J.B. Hutto

A middle aged man with a burgundy and white striped brimless hat and brown glasses sings into a microphone while holding a guitar.

J.B. Hutto. Image from Discogs.

(1926-1983) Joseph Benjamin Hutto, better known as J.B. Hutto, was born in Blackville, South Carolina. At the age of three, the family moved to Augusta, Georgia. As a young man, Hutto and his three brothers and three sisters formed a gospel group called the Golden Crowns and performed at the local churches in the area. The family soon relocated to Chicago after Hutto's father, Calvin, died in 1949. After serving as a draftee in the Korean War, Hutto started performing with Johnny Ferguson and his Twisters. He also did street and club shows with Eddie "Porkchop" Hines and Joe Custom. In 1954 the trio added harmonica player Earring George Mayweather and pianist Johnny Jones to their band called Hawks and produced three singles by Chance Records. 

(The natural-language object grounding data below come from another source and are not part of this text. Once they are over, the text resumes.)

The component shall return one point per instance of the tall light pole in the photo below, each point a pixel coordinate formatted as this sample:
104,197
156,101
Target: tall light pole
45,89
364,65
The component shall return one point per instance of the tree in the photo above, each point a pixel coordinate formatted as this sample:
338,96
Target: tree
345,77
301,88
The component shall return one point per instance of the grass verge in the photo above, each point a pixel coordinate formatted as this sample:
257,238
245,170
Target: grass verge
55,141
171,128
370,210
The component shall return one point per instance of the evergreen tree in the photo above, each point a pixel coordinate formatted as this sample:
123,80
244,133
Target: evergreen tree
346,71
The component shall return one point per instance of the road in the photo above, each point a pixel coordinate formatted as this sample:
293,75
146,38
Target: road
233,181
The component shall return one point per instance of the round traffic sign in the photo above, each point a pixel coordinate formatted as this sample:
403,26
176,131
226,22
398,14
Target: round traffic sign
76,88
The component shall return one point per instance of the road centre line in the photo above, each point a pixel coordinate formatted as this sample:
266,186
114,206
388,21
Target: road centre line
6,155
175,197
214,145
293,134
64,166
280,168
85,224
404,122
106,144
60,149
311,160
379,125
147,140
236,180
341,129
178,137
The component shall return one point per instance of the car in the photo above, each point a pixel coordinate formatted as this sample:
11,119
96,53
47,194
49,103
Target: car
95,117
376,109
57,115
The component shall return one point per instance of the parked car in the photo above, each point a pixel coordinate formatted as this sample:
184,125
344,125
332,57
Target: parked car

In the late 1950s, Hutto took an eleven-year hiatus due to becoming disenchanted with the music industry. During those years, he worked as a janitor in a funeral home. In the mid-1960s, Hutto returned to the music industry with a new version of the Hawks featuring bass player Herman Hassell and drummer Frank Kirkland. The revamped group released the compilation album Chicago/The Blues/Today! Vol.1. In 1968, the band released Hawk Squat, which featured Sunnyland Slim on organ and piano, Lee Jackson on guitar, and Maurice McIntyre on tenor saxophone.

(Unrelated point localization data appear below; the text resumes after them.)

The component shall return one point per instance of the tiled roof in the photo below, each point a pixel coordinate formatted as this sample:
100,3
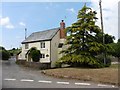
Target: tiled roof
41,35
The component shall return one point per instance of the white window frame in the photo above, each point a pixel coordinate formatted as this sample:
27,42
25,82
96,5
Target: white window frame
42,44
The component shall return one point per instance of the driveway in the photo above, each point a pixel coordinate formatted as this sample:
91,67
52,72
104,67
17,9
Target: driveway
14,76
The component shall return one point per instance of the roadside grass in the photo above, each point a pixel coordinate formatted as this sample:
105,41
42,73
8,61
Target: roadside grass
107,75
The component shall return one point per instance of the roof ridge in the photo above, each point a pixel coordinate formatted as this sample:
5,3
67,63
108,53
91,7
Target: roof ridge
47,30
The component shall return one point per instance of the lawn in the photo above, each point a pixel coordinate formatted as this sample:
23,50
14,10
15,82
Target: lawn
103,75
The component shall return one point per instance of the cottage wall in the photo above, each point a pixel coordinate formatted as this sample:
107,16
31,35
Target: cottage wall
54,48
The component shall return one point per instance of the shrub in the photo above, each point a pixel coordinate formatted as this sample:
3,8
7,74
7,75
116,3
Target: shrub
34,54
100,59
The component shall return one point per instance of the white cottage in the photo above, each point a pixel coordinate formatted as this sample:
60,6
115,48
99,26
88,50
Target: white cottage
49,42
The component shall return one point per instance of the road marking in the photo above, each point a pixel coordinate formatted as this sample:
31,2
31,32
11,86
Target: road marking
62,82
102,85
9,79
26,80
44,81
82,84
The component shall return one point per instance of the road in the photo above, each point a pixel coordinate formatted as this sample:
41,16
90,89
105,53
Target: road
14,76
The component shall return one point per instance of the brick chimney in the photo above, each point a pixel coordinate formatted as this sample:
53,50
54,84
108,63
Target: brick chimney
62,29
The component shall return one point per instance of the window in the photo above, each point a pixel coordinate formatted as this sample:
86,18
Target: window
42,55
26,46
60,45
42,44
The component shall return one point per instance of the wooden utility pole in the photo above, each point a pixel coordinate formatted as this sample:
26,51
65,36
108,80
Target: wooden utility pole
25,33
104,54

Hutto then performed with the House Rockers after its leader, Hound Dog Taylor, passed away in 1975. In the late 1970s, Hutto moved to Boston and created a new band called the New Hawks. The band recorded albums for the Varrick label, and in 1983, Hutto recorded his last album, Slippin' & Slidin'. 

On June 12, 1983, Hutto passed away from cancer at the age of 57, but his legacy continues to live on through his nephew, blues singer Lil' Ed Williams, and the red Montgomery Ward Res-O-Glas Airline guitar is often referred to as the J.B. Hutto model.